I've done it twice. If you're experiencing significant growth or change in access patterns, you may for example go from Postgres to a KV store.
In one of the cases where I had to switch, we swapped from Cassandra to S3 for 100x OpEx savings since C* couldn't scale cost effectively to our needs, so we rolled a database on top of S3 instead that well out performed C* for our use case (e.g. need to export a 3B row CSV in a minute?).
I'm sure there are rare exceptions but I would imagine if you dug deeply into the business rules around "I need to export a 3,000,000,000 row CSV file" and into what the users are actually trying to accomplish at the end of that workflow, you could find a solution that meets those goals better while also obviating the need to export a 3,000,000,000 row CSV file.
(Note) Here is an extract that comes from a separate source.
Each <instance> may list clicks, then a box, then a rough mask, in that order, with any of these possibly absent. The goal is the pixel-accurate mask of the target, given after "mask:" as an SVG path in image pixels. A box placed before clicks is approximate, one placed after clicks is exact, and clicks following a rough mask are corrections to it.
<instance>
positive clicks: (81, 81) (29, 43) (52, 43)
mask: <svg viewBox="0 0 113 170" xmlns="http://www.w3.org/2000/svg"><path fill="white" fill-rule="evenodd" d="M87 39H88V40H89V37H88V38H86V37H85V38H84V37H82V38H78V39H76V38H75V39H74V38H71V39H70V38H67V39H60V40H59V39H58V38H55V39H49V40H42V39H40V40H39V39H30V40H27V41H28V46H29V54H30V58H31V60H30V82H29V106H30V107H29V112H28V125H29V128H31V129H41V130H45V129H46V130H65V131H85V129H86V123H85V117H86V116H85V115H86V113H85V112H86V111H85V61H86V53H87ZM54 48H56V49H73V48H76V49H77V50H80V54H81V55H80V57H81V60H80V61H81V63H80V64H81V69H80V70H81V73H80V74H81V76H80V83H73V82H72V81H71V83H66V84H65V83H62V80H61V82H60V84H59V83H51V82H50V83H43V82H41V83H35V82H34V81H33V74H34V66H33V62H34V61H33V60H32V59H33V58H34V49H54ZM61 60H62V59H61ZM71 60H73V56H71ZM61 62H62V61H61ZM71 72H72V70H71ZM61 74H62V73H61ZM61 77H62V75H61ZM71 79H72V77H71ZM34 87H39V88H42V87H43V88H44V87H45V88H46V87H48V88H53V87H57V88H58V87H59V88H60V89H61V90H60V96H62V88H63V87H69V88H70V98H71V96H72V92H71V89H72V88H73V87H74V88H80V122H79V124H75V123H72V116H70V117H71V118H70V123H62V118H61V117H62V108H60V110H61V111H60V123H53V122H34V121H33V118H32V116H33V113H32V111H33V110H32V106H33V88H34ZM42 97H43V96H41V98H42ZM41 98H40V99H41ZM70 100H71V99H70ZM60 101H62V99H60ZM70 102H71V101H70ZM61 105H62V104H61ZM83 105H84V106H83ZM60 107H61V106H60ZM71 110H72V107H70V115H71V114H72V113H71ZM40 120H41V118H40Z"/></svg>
> you may for example go from Postgres to a KV store.
If its easy to do this then you are using a tiny fraction of Postgres.
If you want it to be easy to switch your database then you need to code to the lowest common denominator. I would rather use my databases to their fullest potential, rather than purposefully handicap myself because I might have to change it in the future.
I used to design systems so this was possible, but eventually realised it just wasn't needed - I was adding more abstraction and complexity for no reason.
I also don't think it's a good idea. If you don't use the database specific functions out of fear you aren't able to switch anymore, you are probably wasting a lot of potential performance.